Thor thought it over, gazing at Loki. "What did she look like?"

Loki grunted, "That's your big questions about my wife, Ennilang? What she looked like? Fuck, I would've told you that."

Utgarda laughed. "Dark haired, fierce, you'd like her. A bit like Jarnsaxa, in fact."

"Who?" Thor asked.

"The girl at my table you'd been boning long-distance for the last hour, Thor-Thor-Son-of-Odin," Utgarda said, turning around to point at the azure-eyed brunette.

"I wasn't-," Thor began to stutter, but Loki was faster, setting down his drink in outrage. "She looked nothing like her!"

Utgarda waved his hand above his head and ignored him. "Angrboda was a sorceress, born in Jarnvid. The Iron Wood, I believe you passed it, yes? But not through it. Angrboda used to come to court here, which is where Little Cousin met her. She knew the Old Script and Loki went to her to learn it."

"So he went to seduce her and trick her secrets out of her?" Thor surmised with a smirk at Loki.

"Pretty much," nodded Utgarda. "But Angrboda was not the sort who gave secrets up for a little screwing."

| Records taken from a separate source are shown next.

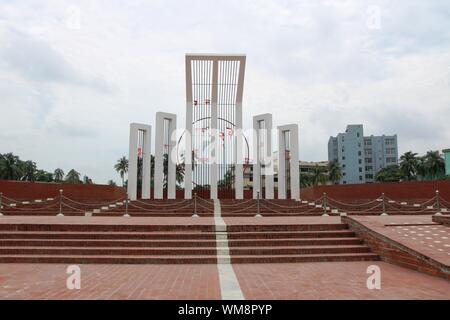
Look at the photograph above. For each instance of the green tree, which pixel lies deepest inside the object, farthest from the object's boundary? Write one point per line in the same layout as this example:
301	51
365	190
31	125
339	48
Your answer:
58	175
227	181
28	169
44	176
434	164
334	172
87	180
122	167
389	174
305	180
409	165
318	176
73	176
10	167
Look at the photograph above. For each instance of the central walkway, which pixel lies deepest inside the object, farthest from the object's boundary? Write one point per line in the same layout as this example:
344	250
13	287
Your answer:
229	285
318	280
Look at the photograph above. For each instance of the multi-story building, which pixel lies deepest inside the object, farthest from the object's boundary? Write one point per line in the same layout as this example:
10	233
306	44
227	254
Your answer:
306	167
362	157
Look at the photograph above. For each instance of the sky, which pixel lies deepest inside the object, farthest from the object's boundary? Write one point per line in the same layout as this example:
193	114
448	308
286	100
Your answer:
74	74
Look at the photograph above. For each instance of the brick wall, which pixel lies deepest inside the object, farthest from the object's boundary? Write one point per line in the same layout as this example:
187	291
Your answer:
399	191
395	253
36	190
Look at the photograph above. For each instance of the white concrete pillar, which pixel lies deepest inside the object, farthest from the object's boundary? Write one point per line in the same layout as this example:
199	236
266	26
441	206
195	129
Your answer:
132	161
293	162
215	142
159	154
188	133
239	145
262	155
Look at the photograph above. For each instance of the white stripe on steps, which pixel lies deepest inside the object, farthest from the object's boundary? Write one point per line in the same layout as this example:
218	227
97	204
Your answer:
229	284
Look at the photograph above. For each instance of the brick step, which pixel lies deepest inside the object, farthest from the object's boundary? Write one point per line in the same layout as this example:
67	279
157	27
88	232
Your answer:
183	251
176	243
92	235
287	227
173	235
105	227
41	214
212	259
345	233
148	214
306	258
168	227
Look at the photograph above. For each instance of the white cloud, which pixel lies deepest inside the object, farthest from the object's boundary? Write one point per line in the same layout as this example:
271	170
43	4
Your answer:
69	94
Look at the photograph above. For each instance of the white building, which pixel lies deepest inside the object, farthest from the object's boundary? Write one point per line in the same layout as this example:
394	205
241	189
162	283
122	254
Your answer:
360	157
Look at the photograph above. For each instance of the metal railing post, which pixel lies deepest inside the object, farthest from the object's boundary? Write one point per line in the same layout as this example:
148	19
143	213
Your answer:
438	201
257	202
195	203
60	201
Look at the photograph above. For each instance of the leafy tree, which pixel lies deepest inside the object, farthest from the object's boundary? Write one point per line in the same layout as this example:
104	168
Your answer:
58	175
434	164
389	174
87	180
227	181
318	176
10	167
305	180
122	167
44	176
29	170
334	172
73	176
409	165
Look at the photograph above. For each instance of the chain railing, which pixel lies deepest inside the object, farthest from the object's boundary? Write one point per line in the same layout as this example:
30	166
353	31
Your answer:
62	204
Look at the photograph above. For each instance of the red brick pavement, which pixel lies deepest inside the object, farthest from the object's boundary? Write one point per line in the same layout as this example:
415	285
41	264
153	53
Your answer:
419	233
48	281
331	280
336	280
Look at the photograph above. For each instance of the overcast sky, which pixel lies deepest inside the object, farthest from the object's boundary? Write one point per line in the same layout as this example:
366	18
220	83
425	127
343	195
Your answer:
74	74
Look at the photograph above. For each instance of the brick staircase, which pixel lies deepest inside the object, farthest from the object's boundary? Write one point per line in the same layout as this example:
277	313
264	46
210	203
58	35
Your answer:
162	208
178	243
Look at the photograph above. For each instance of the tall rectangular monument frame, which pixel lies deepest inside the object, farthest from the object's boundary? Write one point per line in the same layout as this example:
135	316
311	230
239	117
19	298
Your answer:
132	161
209	75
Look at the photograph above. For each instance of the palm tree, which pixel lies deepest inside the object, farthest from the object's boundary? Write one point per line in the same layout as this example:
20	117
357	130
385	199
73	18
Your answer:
122	168
318	176
434	164
179	170
409	165
58	175
334	172
305	180
389	174
87	180
73	176
44	176
28	169
10	168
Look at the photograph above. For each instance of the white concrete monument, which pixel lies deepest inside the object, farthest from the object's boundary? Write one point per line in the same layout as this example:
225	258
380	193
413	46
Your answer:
288	146
262	155
214	90
165	127
144	141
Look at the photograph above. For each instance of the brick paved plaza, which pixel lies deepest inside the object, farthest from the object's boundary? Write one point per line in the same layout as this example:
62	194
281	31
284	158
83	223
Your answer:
337	280
321	275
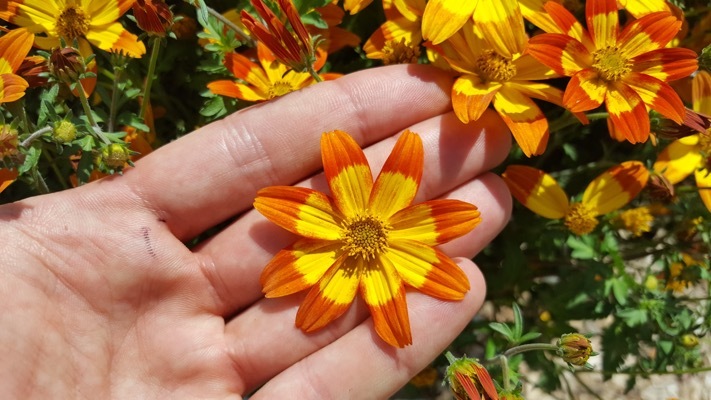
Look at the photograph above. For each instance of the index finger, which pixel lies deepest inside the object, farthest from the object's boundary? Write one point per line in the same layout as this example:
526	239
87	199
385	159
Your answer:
214	173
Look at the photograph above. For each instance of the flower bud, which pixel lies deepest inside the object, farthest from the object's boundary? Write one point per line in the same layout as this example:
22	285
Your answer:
469	380
689	340
574	348
64	131
114	156
8	141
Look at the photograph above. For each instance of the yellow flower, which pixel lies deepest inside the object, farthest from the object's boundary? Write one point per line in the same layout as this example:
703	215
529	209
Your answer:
366	237
398	40
691	154
489	56
540	193
90	20
263	81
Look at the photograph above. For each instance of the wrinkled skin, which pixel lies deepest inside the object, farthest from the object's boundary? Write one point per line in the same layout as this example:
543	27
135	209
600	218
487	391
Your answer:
101	298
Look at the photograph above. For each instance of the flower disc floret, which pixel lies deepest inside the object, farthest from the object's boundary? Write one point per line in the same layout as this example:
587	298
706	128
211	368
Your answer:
580	219
610	64
365	236
493	67
72	23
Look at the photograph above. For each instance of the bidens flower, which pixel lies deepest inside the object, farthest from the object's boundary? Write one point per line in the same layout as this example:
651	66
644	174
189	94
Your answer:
627	70
366	237
540	193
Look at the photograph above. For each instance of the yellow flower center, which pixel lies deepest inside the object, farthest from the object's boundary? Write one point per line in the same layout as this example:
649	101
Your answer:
365	236
400	52
580	219
492	66
72	23
610	64
280	88
637	220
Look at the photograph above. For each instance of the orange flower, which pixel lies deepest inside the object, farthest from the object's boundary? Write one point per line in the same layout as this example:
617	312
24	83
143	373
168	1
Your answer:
265	81
540	193
626	70
294	50
90	20
691	154
489	55
14	47
367	237
153	16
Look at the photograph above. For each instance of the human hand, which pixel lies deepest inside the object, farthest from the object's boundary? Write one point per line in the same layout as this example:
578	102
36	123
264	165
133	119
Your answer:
103	300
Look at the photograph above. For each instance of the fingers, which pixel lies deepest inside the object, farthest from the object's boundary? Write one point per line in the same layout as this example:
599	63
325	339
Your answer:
214	173
454	154
268	326
364	367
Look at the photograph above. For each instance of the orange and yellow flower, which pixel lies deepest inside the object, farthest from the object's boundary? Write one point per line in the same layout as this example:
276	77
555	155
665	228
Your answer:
540	193
263	81
489	56
627	70
398	40
14	47
691	154
91	20
367	237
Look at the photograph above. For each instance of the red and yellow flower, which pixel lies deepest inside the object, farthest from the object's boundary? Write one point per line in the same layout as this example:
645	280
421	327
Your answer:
91	20
263	81
367	237
627	70
540	193
489	56
14	47
691	154
398	40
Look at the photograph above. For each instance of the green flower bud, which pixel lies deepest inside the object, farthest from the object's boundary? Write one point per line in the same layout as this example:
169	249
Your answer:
64	131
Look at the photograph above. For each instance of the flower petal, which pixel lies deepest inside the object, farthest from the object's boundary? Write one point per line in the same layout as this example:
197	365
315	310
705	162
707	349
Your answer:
526	121
384	293
427	269
603	22
114	37
701	92
434	222
667	64
444	17
703	182
501	24
536	190
616	187
628	113
679	159
298	267
657	95
398	181
471	96
7	176
648	33
303	211
564	54
332	296
347	172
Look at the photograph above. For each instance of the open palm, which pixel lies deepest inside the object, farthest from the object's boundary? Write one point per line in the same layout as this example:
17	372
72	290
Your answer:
102	299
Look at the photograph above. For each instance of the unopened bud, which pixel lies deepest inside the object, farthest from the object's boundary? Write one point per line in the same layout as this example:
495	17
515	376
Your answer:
64	131
574	348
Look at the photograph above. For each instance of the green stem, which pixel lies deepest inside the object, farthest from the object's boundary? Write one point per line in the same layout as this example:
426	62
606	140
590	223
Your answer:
529	347
313	73
155	49
113	107
89	116
245	37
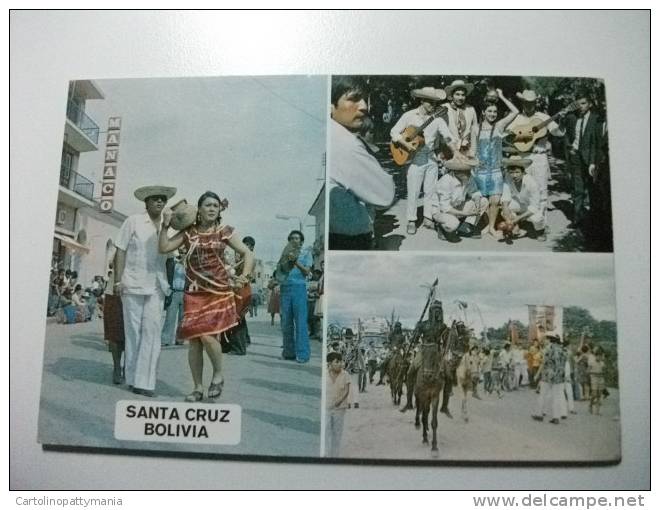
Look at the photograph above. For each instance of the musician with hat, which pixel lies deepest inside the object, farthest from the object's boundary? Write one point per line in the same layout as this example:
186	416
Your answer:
462	118
457	204
521	199
357	183
142	283
423	166
537	151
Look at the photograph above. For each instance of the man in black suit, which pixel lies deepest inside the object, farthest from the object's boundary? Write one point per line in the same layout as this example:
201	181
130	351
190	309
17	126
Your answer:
583	140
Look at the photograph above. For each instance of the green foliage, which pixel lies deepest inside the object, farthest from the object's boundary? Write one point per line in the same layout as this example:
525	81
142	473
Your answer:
597	333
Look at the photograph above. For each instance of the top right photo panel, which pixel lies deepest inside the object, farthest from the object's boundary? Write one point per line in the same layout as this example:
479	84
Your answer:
469	163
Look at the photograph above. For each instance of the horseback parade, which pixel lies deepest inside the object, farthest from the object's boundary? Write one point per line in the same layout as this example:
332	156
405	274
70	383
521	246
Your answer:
445	363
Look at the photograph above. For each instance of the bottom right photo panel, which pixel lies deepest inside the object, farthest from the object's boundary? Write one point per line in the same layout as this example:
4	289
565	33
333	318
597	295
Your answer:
472	358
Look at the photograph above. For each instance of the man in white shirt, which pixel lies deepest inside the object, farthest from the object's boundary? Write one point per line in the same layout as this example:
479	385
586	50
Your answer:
357	182
457	205
423	166
540	167
521	199
141	280
584	133
462	118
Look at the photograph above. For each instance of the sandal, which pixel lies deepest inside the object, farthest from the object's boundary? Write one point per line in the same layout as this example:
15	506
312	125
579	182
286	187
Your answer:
195	396
215	389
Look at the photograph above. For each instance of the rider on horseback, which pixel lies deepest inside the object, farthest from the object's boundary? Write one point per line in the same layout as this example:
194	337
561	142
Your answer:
431	330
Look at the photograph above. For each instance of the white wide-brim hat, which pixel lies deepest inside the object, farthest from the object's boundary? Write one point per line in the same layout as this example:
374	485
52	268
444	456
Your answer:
460	163
459	84
183	215
152	191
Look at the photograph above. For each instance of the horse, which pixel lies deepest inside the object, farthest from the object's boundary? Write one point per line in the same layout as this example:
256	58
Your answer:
394	367
398	377
465	372
428	385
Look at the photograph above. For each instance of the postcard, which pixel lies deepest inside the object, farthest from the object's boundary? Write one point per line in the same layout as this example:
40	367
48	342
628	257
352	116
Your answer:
191	311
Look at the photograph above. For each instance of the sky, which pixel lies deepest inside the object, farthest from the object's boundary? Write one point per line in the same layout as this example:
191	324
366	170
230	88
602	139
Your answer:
257	141
498	286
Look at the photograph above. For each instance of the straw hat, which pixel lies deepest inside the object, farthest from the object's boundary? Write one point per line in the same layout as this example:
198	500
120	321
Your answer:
429	93
183	215
459	84
516	161
528	96
152	191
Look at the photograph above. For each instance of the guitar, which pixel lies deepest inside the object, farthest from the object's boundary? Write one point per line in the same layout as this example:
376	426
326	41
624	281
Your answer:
524	137
415	136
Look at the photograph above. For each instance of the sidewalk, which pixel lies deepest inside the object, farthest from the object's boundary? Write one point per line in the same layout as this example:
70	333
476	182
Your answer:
391	225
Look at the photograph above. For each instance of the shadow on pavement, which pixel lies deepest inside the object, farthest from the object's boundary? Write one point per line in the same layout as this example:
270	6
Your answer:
72	369
298	367
289	389
290	422
271	356
391	243
88	342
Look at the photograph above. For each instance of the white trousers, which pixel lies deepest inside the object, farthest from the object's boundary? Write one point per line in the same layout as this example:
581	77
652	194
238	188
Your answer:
550	399
537	219
142	327
450	222
419	174
567	404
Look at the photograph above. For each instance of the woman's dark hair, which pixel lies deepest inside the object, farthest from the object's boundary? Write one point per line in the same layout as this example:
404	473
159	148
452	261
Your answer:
343	84
302	236
583	94
206	195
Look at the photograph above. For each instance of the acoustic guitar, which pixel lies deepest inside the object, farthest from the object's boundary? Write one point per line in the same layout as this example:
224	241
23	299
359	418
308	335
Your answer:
415	136
524	137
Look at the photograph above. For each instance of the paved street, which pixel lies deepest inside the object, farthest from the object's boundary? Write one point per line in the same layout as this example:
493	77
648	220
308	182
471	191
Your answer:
497	430
281	400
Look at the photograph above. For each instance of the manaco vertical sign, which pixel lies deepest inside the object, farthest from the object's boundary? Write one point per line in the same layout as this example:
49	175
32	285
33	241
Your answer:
110	165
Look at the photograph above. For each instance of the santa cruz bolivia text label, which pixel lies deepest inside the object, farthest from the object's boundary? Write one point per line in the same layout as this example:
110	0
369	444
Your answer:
176	422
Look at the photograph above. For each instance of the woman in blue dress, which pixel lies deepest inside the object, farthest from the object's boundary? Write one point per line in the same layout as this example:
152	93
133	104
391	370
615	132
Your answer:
488	175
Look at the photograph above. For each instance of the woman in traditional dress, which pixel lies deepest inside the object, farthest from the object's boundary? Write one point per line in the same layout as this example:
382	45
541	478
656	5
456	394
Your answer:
488	175
208	305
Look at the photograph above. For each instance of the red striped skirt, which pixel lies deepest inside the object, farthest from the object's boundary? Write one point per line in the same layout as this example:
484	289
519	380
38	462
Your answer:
207	314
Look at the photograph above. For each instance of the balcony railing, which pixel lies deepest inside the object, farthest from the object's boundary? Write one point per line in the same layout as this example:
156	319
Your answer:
76	115
76	182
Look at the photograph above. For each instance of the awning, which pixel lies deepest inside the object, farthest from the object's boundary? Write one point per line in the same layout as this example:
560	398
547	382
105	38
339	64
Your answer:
70	243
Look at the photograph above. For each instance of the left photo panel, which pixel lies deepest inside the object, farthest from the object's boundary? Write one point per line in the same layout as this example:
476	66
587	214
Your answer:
186	283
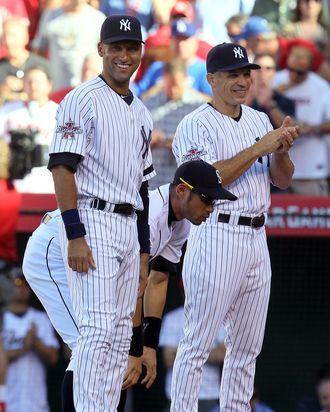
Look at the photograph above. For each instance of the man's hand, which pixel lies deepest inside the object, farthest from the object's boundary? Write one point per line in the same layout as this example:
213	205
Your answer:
149	360
133	372
80	257
144	271
279	140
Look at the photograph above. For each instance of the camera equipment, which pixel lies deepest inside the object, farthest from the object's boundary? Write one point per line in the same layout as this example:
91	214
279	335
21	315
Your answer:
24	152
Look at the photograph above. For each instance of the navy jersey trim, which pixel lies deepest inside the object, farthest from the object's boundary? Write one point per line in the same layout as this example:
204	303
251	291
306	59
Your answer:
67	159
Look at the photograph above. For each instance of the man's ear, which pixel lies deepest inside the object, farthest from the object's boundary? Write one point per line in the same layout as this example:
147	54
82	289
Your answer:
181	189
100	49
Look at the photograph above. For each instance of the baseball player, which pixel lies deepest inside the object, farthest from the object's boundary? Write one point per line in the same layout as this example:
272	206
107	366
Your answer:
226	271
171	206
101	162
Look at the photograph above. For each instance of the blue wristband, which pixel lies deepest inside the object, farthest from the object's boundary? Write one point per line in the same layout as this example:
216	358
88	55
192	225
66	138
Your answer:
73	226
144	237
70	216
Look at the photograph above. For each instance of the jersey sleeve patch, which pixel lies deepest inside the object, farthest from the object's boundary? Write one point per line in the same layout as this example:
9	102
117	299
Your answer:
194	153
69	130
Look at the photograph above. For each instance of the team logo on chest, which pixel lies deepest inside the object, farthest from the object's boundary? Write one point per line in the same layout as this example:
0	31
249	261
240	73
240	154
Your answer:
69	130
146	141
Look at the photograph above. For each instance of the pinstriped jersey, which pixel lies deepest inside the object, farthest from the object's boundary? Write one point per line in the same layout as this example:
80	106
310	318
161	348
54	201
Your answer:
165	240
212	136
113	139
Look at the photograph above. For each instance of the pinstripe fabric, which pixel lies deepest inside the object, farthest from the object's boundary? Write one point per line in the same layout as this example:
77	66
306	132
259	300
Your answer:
226	270
113	139
95	122
104	302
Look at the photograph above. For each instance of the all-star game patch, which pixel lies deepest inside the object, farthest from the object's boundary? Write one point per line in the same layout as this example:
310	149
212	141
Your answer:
194	153
69	130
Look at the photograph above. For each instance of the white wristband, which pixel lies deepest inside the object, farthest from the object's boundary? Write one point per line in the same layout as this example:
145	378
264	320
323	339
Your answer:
3	393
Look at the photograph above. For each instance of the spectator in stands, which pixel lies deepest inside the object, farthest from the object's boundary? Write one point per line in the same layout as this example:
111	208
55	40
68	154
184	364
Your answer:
184	44
10	8
92	67
211	17
9	209
3	367
261	39
323	392
170	336
311	95
262	96
276	12
30	344
62	34
184	10
308	23
156	48
17	60
36	114
169	101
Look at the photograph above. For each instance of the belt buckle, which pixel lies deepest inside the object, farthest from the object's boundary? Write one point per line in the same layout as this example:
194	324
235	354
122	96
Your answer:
257	221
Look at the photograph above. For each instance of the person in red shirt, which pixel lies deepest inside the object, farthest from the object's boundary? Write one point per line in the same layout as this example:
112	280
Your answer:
261	39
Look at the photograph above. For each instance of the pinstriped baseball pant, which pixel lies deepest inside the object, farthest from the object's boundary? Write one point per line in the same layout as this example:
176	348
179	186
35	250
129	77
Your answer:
226	277
104	301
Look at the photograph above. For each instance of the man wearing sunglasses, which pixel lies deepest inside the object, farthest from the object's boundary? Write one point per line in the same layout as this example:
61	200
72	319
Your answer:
189	198
227	270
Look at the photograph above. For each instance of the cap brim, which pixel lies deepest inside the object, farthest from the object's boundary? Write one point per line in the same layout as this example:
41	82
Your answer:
218	193
121	38
237	66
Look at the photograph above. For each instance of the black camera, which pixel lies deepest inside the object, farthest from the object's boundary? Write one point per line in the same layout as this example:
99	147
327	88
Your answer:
24	152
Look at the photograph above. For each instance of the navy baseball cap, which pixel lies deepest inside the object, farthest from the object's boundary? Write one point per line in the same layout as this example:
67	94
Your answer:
120	27
228	56
182	27
203	178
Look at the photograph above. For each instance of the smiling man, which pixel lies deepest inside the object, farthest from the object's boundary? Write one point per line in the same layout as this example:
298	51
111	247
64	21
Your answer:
227	270
101	163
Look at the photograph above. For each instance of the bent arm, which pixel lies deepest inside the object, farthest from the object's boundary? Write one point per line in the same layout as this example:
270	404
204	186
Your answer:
281	170
65	187
48	354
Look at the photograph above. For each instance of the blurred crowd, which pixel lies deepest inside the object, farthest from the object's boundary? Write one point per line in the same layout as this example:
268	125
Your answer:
47	47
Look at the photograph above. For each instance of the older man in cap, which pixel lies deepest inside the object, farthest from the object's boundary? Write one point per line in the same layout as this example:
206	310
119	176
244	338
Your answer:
227	269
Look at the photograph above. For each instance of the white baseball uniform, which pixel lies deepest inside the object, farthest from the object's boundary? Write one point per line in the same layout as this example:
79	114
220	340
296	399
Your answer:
44	268
26	376
226	270
112	136
170	335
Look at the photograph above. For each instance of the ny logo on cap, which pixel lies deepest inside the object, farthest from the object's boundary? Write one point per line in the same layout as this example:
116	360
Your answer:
238	53
125	25
218	176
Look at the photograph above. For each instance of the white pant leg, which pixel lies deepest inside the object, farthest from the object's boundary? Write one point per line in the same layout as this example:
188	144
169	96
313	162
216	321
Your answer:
44	269
216	263
100	358
245	325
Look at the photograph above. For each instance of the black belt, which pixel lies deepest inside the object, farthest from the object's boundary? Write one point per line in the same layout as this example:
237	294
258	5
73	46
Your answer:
254	222
121	208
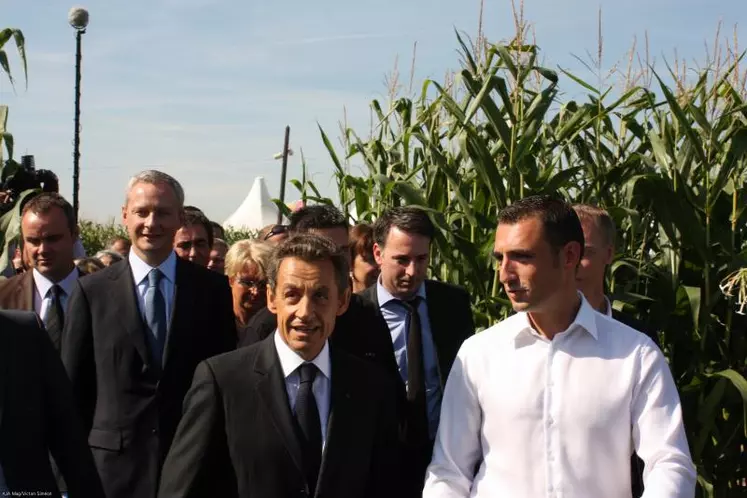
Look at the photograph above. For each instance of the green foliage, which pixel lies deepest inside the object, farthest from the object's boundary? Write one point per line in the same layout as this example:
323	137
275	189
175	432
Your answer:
233	235
95	236
668	165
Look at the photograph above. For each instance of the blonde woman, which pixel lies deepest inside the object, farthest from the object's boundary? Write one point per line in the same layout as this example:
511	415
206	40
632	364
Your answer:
246	263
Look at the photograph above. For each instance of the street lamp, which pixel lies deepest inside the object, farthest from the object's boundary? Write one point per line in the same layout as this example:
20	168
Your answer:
78	19
284	156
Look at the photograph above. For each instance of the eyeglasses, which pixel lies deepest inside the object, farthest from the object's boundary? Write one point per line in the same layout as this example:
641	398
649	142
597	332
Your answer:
259	285
276	230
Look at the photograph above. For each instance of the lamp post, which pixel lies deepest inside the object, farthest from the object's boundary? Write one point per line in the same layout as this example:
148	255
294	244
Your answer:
284	156
78	19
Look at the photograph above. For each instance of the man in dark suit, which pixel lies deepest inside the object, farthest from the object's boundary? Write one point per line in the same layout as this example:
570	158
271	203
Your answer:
292	415
599	251
358	330
427	321
135	333
49	232
38	417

"There was nothing little about our screwing," Loki said, showing his teeth to Utgarda. "And I never expected to trick anything out of her. She just taught me what she would teach me when I asked her to. Anything else you want to know, Goat Master?"

Thor obviously enjoyed having Loki grilled for a change. A mischievous look on his face, he purred, "How did she like to be fucked?"

"Well," Loki snarled at him. "And by me."

"Little Cousin gets prickly when you touch his heart, didn't you know, Thor-Thor-Son-of-Odin?" snickered Utgarda.

"I did," Thor nodded. "But he forgives if you do it gently."

"Maybe he forgives you…"

Thor quirked an eyebrow at that remark, took a gulp of his drink and fixed Utgarda. His voice was strangely soft and coy. "And are you truly not his father?"

"Pardon?" Utgarda said.

"Is it truly not you who sired him, as he keeps telling us?" Thor repeated.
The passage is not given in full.